In the US alone, more than 1.7million people were diagnosed with the disease last year, while over 609,000 died, according to the National Cancer Institute.
Chemo is a go-to treatment for many forms of cancer. Its effectiveness depends on the type of tumour, how advanced it is and a patient’s overall health.
Chemotherapy targets fast-growing cells, including those that are healthy. Damage to healthy cells can lead to side effects like hair loss, vomiting and infections.
The researchers engineered a lipid that attaches to drugs at both ends of its fatty-acid chain, to see if chemo can be given more successfully.
The drug-fat complex then hides inside the protein human serum albumin (HSA), which is found in blood and carries fat molecules around the body.
‘It’s like the fatty acid has a hand on both ends,’ Professor Gianneschi said. ‘One can grab onto the drug and one can grab onto proteins.’
The cells’ receptors recognise HSA, and allow its fats and proteins inside.
‘The idea is to disguise drugs as fats so they get into cells and the body is happy to transport them around,’ Professor Gianneschi.

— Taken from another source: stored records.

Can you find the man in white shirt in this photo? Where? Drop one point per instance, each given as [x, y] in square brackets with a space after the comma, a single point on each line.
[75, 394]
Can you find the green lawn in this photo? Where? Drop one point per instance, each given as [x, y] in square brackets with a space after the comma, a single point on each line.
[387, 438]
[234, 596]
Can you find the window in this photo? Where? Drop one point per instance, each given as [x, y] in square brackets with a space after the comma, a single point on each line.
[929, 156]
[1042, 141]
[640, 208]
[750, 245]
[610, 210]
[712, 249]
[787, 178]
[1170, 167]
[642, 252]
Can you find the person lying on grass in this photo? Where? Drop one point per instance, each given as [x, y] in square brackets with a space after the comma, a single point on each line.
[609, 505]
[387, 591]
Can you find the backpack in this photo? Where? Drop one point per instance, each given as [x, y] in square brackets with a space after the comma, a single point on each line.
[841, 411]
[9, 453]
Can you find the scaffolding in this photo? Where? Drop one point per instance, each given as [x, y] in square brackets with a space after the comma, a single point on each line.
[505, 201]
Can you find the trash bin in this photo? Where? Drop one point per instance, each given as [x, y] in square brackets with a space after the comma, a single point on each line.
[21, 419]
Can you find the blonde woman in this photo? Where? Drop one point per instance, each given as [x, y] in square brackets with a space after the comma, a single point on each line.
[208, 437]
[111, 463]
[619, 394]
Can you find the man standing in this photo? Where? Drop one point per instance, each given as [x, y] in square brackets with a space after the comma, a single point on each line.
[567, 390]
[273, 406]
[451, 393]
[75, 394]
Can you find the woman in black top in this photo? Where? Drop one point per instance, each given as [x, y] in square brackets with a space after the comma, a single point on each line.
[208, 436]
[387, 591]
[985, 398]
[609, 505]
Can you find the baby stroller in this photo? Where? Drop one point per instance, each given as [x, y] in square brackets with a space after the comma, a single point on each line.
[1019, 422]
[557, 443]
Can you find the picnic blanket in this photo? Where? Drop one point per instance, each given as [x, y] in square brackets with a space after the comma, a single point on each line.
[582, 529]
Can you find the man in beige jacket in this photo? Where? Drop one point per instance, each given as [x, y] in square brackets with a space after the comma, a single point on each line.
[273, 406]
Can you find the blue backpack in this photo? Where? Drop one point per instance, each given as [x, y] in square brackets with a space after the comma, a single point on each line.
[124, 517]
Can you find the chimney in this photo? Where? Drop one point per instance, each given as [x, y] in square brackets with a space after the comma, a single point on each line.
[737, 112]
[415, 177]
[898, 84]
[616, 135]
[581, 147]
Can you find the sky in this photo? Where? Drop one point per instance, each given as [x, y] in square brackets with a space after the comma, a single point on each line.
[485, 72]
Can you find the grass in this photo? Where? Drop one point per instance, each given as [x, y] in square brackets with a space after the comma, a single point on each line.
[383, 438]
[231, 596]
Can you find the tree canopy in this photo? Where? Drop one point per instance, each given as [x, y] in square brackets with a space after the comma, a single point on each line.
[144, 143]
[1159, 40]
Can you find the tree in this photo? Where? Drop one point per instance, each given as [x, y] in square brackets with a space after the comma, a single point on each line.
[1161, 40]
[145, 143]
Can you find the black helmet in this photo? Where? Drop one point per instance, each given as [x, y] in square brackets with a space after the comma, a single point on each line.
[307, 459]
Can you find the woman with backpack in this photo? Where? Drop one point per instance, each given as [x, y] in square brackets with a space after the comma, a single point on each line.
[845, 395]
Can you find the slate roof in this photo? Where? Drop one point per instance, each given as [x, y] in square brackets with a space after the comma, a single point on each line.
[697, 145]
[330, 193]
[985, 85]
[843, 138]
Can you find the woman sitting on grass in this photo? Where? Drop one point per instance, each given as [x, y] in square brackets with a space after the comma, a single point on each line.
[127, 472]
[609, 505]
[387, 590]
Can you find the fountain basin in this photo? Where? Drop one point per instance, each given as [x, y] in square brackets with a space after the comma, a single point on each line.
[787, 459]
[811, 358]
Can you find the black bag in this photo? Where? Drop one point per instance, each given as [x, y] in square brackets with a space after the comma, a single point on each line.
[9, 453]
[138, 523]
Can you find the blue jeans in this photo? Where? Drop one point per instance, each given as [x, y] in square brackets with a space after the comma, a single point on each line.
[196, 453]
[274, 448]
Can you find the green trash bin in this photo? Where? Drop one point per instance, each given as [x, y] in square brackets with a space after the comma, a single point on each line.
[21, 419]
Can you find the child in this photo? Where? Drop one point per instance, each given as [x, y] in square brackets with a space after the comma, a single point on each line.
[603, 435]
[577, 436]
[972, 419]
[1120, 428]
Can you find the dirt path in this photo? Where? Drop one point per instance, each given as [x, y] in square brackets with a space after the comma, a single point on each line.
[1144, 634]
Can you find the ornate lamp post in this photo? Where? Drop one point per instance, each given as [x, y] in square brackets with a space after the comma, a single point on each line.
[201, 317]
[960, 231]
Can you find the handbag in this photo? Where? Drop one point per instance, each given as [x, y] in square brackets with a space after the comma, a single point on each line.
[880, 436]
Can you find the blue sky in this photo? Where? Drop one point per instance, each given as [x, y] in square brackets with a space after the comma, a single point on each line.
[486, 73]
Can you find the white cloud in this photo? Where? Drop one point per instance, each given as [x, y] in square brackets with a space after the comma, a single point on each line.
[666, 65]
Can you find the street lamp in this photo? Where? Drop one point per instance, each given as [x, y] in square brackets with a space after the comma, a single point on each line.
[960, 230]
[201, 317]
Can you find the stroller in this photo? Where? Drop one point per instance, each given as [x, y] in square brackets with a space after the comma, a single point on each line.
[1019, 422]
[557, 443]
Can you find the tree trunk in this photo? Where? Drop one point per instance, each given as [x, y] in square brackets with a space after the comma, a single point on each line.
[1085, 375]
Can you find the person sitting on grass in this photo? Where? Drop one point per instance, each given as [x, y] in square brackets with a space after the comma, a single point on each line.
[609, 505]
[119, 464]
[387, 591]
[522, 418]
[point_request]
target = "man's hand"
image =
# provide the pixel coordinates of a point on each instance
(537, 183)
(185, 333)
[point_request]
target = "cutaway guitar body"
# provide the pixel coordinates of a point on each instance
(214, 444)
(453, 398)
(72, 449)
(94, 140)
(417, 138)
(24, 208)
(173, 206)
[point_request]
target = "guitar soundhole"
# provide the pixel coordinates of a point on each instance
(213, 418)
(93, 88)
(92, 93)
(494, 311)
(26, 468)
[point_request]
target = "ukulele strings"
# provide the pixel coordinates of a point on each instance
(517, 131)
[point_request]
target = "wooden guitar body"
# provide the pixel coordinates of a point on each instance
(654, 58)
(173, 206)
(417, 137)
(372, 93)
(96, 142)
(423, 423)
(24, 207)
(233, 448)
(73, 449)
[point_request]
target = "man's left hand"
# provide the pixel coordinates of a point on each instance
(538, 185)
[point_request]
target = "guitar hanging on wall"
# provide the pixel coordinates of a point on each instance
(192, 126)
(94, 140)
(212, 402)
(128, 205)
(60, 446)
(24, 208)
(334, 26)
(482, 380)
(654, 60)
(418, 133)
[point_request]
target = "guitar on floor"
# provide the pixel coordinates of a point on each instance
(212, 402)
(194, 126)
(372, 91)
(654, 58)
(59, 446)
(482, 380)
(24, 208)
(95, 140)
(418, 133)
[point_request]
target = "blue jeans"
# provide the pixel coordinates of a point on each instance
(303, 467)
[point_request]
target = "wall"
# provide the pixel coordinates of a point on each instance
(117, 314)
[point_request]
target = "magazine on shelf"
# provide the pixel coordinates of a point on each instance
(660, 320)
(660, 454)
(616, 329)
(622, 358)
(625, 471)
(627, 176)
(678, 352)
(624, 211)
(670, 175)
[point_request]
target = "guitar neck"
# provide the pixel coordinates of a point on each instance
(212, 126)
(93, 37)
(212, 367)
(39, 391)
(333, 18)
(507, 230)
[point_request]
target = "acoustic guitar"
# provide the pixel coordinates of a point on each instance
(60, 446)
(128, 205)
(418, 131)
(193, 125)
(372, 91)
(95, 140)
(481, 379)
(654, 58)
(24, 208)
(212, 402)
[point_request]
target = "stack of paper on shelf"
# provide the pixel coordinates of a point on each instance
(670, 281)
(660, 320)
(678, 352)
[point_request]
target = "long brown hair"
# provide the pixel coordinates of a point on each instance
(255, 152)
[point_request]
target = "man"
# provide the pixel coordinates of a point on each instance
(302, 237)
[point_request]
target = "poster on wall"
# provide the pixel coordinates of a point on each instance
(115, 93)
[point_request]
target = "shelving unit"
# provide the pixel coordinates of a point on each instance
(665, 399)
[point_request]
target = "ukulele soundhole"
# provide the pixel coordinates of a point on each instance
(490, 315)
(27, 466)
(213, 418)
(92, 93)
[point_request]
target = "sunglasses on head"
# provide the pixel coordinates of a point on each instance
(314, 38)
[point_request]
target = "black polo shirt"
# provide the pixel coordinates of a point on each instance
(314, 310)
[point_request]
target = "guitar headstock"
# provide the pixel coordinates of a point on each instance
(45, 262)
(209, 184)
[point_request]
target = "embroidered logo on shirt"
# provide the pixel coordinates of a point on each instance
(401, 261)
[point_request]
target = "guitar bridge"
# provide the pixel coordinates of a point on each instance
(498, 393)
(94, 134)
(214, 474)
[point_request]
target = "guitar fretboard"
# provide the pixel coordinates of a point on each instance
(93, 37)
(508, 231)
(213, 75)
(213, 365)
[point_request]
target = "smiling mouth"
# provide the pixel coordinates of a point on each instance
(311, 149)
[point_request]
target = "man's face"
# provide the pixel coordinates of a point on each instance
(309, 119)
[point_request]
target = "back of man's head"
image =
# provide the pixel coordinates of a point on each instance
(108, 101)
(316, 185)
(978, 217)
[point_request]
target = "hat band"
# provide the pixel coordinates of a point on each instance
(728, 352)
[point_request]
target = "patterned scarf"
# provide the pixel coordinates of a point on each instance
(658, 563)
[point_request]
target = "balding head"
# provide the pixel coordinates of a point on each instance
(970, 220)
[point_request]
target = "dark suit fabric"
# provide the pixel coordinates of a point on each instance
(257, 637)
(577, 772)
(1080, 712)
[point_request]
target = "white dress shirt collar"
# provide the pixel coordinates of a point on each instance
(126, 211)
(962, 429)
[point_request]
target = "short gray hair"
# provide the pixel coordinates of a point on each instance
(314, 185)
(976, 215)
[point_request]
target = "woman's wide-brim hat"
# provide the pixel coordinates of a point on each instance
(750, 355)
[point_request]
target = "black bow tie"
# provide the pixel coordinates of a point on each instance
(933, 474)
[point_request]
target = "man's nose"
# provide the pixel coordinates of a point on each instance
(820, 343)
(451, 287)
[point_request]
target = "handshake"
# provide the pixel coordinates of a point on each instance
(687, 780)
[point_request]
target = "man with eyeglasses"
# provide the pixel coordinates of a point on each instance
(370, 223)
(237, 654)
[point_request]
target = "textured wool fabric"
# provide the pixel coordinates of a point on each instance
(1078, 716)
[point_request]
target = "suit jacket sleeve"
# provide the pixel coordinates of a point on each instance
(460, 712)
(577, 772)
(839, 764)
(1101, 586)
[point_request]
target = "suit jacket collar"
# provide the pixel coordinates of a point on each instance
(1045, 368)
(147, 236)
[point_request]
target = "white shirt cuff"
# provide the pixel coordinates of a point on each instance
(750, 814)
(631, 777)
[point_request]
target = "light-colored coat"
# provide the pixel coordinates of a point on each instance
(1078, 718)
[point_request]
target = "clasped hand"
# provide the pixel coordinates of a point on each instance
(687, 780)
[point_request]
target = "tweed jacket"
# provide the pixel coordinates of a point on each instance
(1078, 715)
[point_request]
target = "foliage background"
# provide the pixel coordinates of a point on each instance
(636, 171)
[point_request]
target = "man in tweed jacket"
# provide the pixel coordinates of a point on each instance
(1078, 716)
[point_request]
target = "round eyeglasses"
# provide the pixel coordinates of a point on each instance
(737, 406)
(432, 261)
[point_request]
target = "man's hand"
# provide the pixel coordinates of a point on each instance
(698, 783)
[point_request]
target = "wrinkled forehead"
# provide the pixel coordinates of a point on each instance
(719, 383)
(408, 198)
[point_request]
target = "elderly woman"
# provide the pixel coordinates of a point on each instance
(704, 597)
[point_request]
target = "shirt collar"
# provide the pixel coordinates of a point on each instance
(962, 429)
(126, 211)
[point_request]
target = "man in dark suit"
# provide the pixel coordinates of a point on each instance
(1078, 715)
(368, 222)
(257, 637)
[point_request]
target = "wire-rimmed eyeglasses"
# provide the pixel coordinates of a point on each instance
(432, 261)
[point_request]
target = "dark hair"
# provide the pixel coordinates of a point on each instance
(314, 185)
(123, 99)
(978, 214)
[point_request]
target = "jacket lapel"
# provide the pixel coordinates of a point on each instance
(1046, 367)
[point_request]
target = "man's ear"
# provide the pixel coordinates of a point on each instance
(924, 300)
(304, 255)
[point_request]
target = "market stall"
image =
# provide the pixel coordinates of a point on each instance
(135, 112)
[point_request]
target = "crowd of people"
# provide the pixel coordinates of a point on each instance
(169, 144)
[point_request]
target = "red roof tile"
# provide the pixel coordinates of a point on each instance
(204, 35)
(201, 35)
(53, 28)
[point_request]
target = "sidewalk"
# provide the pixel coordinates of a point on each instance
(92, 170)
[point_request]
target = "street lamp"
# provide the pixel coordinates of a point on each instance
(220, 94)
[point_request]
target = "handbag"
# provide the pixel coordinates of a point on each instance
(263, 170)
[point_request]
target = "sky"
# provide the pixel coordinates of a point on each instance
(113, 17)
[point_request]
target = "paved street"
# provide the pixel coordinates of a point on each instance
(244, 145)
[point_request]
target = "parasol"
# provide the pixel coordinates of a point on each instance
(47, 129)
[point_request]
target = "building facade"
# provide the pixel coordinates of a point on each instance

Results – published in the Journal of the American Chemical Society – showed this approach allowed for a paclitaxel dose that is 20 times higher than what is typically given.
Despite this higher dose, the treatment was 17 times safer than other paclitaxel drugs, the researchers claim.
‘Commonly used small-molecule drugs get into tumors – and other cells,’ Professor Gianneschi said.
‘They are toxic to tumours but also to humans. Hence, in general, these drugs have horrible side effects.
‘Our goal is to increase the amount that gets into a tumour versus into other cells and tissues.
‘That allows us to dose at much higher quantities without side effects, which kills the tumors faster.’
WHY CAN CHEMO FAIL TO WORK?
Cancer cells may figure out how to resist chemotherapy.
There are several reasons this may happen.
The cells that are not killed may mutate and change in response, repair the DNA damaged by the drug or develop a mechanism that renders it useless.
Therefore, the drugs’ success often relies on the failure of the cancer cell’s repairing mechanisms.
Cancer cells may produce hundreds of copies of a particular gene, known as gene amplification, triggering an overproduction of a protein which stops the effectiveness of treatment.
Cancer cells are sometimes able to push the drug out of itself, using a molecule called p-glycoprotein.
Because chemotherapy is the first line of treatment, it is a major concern when it fails to work.
Professor Workman chief executive of The Institute for Cancer Research, said: ‘Cancer’s ability to adapt, evolve and become drug resistant is the cause of the vast majority of deaths from the disease and the biggest challenge we face in overcoming it.’